Pulling it all together

Once we get towards running this system in production, we'll need to add some cronjobs to regularly pull down changes from the Git repo, and run 'puppet apply' to actually trigger all this. Since cron also supports automatically sending email when there's output from the commands it's running, we can essentially confirm that the updates are proceeding as expected.

These systems were put in place to support a data sync'ing effort, which is the phase of the project that we're moving into now. The original plan was to have two import/export systems, one direct for when systems are connected online, and one via USB upload. This would have involved maintaining separate mechanisms for import, which would have to kept in sync with changes to the application itself. So instead, we're looking at View Data Export as a way to dump these data files regularly, probably to XML. These can be called from Drush via an additional cronjob. If the system is online, then we can sync it to the hub via rsync over SSH. Otherwise, they can fallback to the USB method, and just SFTP the relevant file(s).
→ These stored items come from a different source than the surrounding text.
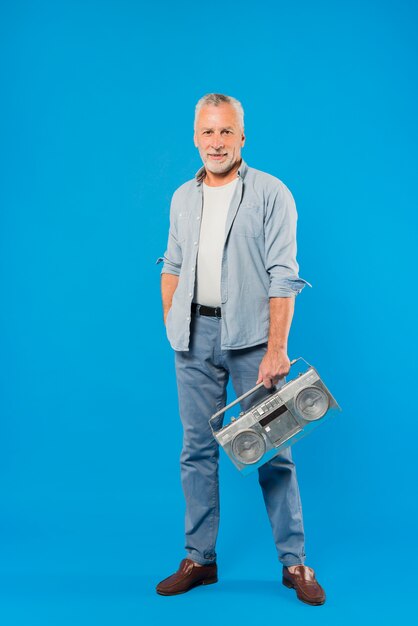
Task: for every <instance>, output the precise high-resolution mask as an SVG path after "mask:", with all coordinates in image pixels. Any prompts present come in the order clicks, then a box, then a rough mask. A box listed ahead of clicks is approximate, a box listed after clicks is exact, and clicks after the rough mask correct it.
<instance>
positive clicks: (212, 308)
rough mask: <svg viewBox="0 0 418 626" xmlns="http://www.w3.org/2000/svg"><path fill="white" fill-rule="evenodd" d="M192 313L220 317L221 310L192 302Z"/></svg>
mask: <svg viewBox="0 0 418 626" xmlns="http://www.w3.org/2000/svg"><path fill="white" fill-rule="evenodd" d="M192 313H197V314H198V315H208V316H209V317H222V309H221V307H220V306H217V307H213V306H204V305H203V304H196V302H192Z"/></svg>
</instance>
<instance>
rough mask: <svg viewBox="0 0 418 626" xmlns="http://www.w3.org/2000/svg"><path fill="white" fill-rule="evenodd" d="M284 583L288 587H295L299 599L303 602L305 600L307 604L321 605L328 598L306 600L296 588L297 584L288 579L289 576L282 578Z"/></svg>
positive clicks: (324, 602) (288, 587) (292, 587)
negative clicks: (286, 577) (311, 600)
mask: <svg viewBox="0 0 418 626" xmlns="http://www.w3.org/2000/svg"><path fill="white" fill-rule="evenodd" d="M282 583H283V585H284V586H285V587H287V588H288V589H294V590H295V591H296V595H297V597H298V600H300V601H301V602H304V603H305V604H310V606H321V605H322V604H325V600H326V598H324V599H323V600H321V601H320V602H311V601H310V600H306V599H305V598H303V597H302V596H300V595H299V594H298V590H297V589H296V587H295V585H294V584H293V583H291V582H290V580H287V578H283V579H282Z"/></svg>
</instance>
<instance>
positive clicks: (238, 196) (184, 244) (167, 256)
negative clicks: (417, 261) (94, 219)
mask: <svg viewBox="0 0 418 626" xmlns="http://www.w3.org/2000/svg"><path fill="white" fill-rule="evenodd" d="M244 142H245V136H244V113H243V109H242V106H241V104H240V103H239V102H238V101H237V100H236V99H234V98H231V97H229V96H225V95H222V94H208V95H206V96H204V97H203V98H202V99H201V100H199V102H198V103H197V106H196V114H195V132H194V143H195V146H196V147H197V148H198V150H199V153H200V156H201V158H202V161H203V167H202V168H201V169H200V170H199V172H198V173H197V175H196V177H195V178H194V179H193V180H191V181H189V182H187V183H185V184H184V185H182V186H181V187H179V189H177V191H176V192H175V193H174V196H173V199H172V204H171V211H170V230H169V237H168V246H167V251H166V253H165V255H164V258H160V259H159V261H164V265H163V268H162V272H161V290H162V301H163V310H164V323H165V324H166V330H167V336H168V339H169V341H170V343H171V346H172V347H173V349H174V350H175V365H176V377H177V387H178V396H179V408H180V416H181V420H182V424H183V430H184V438H183V449H182V453H181V459H180V460H181V478H182V486H183V491H184V495H185V500H186V522H185V532H186V546H185V547H186V552H187V558H185V559H183V560H182V562H181V564H180V568H179V569H178V571H177V572H176V573H175V574H173V575H172V576H169V577H168V578H166V579H164V580H163V581H161V582H160V583H159V584H158V585H157V593H159V594H161V595H175V594H179V593H184V592H186V591H189V590H190V589H192V588H193V587H195V586H196V585H206V584H211V583H214V582H217V566H216V552H215V543H216V538H217V533H218V524H219V492H218V457H219V449H218V445H217V443H216V441H215V439H214V437H213V436H212V433H211V430H210V427H209V424H208V420H209V417H210V416H211V415H213V414H214V413H215V412H217V411H218V410H219V409H221V408H222V407H223V406H225V404H226V385H227V382H228V379H229V377H231V379H232V383H233V386H234V389H235V392H236V394H237V395H241V394H243V393H244V392H245V391H247V390H248V389H250V388H251V387H253V386H254V384H255V383H259V382H263V383H264V386H263V388H262V391H261V392H260V391H258V392H256V394H254V395H253V396H251V397H250V398H247V400H246V401H244V402H242V405H241V406H242V408H243V409H244V410H245V409H246V408H248V407H249V406H250V405H251V404H254V403H255V402H256V401H259V400H261V398H262V397H264V396H265V395H266V394H268V393H269V390H270V392H271V388H272V387H273V386H274V385H277V384H279V385H281V384H283V382H284V377H285V376H286V374H287V373H288V372H289V368H290V362H289V358H288V355H287V340H288V334H289V329H290V325H291V321H292V316H293V310H294V299H295V296H296V295H297V294H298V293H299V292H300V291H301V290H302V288H303V287H304V286H305V283H306V281H304V280H302V279H300V278H299V277H298V269H299V268H298V264H297V262H296V219H297V215H296V209H295V205H294V201H293V198H292V195H291V193H290V192H289V190H288V189H287V187H286V186H285V185H284V184H283V183H282V182H281V181H280V180H278V179H277V178H274V177H273V176H270V175H269V174H265V173H264V172H260V171H258V170H255V169H253V168H250V167H248V166H247V165H246V164H245V163H244V161H243V160H242V158H241V148H242V147H243V146H244ZM257 394H258V396H257ZM218 426H220V424H219V425H218ZM258 472H259V482H260V485H261V488H262V492H263V496H264V500H265V504H266V508H267V513H268V516H269V518H270V522H271V526H272V529H273V535H274V540H275V544H276V548H277V551H278V557H279V560H280V562H281V563H282V565H283V579H282V582H283V584H284V585H286V586H287V587H290V588H294V589H296V593H297V596H298V598H299V599H300V600H302V601H304V602H306V603H308V604H314V605H315V604H316V605H317V604H323V603H324V602H325V593H324V590H323V589H322V587H321V586H320V585H319V584H318V582H317V581H316V578H315V574H314V571H313V570H312V569H311V568H309V567H306V566H305V565H304V561H305V551H304V530H303V522H302V510H301V504H300V497H299V488H298V483H297V479H296V472H295V466H294V463H293V461H292V457H291V451H290V448H287V449H286V450H284V451H283V452H281V453H280V454H279V455H277V456H276V457H275V458H273V459H272V460H271V461H269V462H268V463H266V464H264V465H262V466H261V467H260V468H259V469H258Z"/></svg>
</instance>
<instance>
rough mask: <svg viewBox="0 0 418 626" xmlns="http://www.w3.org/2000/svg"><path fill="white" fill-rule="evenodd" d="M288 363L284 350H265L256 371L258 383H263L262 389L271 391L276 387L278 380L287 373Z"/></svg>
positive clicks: (287, 371)
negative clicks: (259, 364)
mask: <svg viewBox="0 0 418 626" xmlns="http://www.w3.org/2000/svg"><path fill="white" fill-rule="evenodd" d="M289 370H290V361H289V358H288V356H287V352H286V350H272V349H269V348H267V352H266V353H265V355H264V357H263V360H262V361H261V363H260V367H259V369H258V379H257V383H256V384H257V385H258V383H261V382H263V383H264V387H266V388H267V389H271V388H272V387H273V386H274V385H277V383H278V382H279V379H280V378H283V377H284V376H286V375H287V374H288V373H289Z"/></svg>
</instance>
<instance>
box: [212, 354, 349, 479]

Then we'll probably use Migrate to handle the data import.

There will sometimes be a need to 'seed' the satellites with data relevant to a client project prior to dispatching them to the field. But more regularly, we'll be looking for a way to reliably import the data exported from the remotes. This will include de-duplication of any seed data, and possibly other cleansing.

I'll post a follow-up with more details on this data synchronization component, once it's more fleshed out.